Mitt, we hardly knew ye!

by CHRISTOPHER BENFEY

Mitt Romney at his house on Lake Winnipesaukee, New Hampshire, May 2007. PHOTO/Ben Baker/Redux

In the Republican debates, Mitt pretends that his ties to Massachusetts are tenuous. When Rick Perry tries to Pin the Dukakis on Romney (“Michael Dukakis created jobs three times faster than you did, Mitt”), Romney lamely claims that George W. Bush created more jobs in Texas than Perry.

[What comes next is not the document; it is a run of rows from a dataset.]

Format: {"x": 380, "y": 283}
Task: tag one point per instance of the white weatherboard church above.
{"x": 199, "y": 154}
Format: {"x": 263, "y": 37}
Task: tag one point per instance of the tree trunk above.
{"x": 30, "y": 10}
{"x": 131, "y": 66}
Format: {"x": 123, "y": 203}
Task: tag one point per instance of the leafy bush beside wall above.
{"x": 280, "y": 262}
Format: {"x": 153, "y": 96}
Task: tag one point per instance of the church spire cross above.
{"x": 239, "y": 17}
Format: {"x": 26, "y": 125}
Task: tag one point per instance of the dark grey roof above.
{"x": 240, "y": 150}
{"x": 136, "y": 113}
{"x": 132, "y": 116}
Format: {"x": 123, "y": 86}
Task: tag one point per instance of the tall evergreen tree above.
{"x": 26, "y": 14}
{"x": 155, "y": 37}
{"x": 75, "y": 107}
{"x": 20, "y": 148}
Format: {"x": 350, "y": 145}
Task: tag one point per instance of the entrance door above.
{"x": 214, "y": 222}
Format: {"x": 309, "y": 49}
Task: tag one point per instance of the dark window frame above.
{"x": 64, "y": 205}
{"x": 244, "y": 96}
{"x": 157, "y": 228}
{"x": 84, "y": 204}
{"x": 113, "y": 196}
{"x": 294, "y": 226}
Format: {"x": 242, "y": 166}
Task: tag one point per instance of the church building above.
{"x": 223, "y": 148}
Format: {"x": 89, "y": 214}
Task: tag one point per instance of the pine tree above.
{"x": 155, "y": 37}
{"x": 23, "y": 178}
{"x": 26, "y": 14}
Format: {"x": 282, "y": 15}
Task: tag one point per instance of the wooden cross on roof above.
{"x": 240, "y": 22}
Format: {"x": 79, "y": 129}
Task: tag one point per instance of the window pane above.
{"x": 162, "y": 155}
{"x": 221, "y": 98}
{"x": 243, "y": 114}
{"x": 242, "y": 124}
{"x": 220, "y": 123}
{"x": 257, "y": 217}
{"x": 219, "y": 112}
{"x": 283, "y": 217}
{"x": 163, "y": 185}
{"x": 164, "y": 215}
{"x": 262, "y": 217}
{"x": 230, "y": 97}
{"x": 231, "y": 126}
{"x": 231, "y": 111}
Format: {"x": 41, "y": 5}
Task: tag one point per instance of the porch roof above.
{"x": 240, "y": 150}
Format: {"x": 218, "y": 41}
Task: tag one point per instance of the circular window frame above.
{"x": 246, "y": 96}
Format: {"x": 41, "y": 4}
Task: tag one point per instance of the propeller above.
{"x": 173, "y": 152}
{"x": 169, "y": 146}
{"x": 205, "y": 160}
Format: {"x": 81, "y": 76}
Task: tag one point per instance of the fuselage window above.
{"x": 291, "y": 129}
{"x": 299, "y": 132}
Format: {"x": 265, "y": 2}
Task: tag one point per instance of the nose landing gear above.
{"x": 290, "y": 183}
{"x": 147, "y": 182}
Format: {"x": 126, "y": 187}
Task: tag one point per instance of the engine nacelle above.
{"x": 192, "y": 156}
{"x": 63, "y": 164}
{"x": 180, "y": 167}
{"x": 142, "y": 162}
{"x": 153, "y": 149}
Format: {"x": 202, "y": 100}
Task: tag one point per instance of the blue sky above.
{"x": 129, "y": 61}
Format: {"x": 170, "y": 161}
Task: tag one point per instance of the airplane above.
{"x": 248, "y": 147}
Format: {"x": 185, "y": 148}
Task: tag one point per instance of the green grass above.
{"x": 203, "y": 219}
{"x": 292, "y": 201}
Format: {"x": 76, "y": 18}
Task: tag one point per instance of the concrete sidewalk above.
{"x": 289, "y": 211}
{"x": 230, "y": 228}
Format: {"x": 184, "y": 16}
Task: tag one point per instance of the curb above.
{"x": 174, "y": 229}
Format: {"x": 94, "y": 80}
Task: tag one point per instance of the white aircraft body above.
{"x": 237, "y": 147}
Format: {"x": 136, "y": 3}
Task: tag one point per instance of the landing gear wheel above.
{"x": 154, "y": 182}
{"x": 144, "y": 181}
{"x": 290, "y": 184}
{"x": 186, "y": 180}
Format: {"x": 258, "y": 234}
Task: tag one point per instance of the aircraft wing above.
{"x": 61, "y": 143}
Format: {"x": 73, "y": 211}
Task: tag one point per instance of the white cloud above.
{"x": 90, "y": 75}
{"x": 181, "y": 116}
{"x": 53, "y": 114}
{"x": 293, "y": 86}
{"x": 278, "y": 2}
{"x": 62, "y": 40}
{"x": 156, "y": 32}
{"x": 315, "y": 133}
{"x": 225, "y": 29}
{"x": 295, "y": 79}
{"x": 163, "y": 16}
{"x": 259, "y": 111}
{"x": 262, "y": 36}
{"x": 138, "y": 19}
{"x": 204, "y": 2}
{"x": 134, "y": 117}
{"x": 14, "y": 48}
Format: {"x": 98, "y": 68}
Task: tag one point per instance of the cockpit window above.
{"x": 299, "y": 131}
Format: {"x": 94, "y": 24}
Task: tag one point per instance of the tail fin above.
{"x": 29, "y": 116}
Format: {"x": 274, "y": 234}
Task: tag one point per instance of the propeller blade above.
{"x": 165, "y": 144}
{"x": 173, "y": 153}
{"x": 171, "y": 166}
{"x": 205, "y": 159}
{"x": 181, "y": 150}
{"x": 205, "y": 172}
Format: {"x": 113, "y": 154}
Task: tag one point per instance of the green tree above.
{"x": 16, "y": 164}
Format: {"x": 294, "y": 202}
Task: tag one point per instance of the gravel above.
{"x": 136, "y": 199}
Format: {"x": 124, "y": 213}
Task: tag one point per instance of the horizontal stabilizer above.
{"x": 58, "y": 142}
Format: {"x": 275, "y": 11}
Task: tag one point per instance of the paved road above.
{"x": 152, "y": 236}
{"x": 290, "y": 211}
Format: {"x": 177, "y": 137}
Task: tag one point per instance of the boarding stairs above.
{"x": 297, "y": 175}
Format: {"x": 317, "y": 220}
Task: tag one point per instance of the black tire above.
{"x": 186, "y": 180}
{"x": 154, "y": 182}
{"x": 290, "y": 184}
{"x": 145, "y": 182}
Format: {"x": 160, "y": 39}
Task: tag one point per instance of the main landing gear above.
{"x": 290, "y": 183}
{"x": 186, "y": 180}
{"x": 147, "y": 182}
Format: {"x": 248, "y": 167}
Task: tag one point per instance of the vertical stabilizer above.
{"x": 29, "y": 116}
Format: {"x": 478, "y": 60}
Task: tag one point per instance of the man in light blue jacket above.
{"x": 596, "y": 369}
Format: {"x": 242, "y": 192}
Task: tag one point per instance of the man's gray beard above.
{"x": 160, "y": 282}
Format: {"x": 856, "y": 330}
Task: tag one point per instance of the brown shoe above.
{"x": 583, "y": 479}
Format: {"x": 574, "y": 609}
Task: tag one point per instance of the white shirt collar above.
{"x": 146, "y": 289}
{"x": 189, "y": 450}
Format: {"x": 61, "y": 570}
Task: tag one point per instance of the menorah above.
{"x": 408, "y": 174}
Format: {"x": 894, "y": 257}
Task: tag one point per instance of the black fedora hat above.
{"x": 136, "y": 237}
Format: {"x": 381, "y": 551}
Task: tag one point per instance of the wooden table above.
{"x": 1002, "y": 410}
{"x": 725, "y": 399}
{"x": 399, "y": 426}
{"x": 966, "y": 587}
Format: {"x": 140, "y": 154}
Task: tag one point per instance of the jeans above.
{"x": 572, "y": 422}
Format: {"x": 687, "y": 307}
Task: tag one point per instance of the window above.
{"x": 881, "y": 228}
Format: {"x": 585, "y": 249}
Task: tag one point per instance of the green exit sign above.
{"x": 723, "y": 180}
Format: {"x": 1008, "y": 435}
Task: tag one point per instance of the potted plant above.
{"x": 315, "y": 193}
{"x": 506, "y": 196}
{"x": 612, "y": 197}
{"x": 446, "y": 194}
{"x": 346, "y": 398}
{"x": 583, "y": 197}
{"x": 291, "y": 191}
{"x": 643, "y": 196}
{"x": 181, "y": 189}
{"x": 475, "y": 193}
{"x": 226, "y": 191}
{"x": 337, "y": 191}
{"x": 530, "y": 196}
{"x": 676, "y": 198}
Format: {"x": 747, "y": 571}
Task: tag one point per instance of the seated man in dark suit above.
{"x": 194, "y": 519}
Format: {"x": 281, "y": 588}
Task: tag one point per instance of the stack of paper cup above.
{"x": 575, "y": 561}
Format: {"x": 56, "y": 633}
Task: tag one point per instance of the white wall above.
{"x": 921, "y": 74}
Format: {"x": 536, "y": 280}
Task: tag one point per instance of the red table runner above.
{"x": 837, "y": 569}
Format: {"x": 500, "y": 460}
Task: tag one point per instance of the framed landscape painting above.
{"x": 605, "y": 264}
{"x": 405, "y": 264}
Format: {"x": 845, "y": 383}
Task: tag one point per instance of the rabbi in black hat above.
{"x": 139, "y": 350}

Although Mitt never talks about his own years at Harvard (after graduating from Brigham Young University in Provo, Utah, he took joint degrees from the Harvard Law School and the Business School), he accuses Obama of hanging out in the “Harvard faculty lounge.” Mitt’s greatest achievement as governor, the Massachusetts health care system (which passed with Ted Kennedy’s support and two dissenting votes in the state legislature), is now his greatest liability among Republicans, who see it as a stalking horse for “Obamacare.” Mitt now claims it was right for our quirky state but not for the nation. He has yet to explain why.

When Mitt trumpets his experience in American business, he rarely mentions that Bain & Company, the consulting and investment conglomerate in which he amassed his $200 million fortune, is a Boston firm. I was attending graduate school in the Boston area in 1977 when most of the smart graduates from Harvard Business School, including Mitt, seemed to be entering the hot new field of consulting. It wasn’t always clear what such firms did; the mystery was part of their allure. Bain was particularly cultish; according to Ryan Lizza in The New Yorker, it was known as “the KGB of management consulting.” Mitt became adept at the Bain specialty of leveraged buyouts, in which large sums are borrowed to acquire a company whose assets are used as collateral. Subsequent “restructuring”—often including layoffs, as Ted Kennedy pointed out in 1994—is intended to make the company more profitable.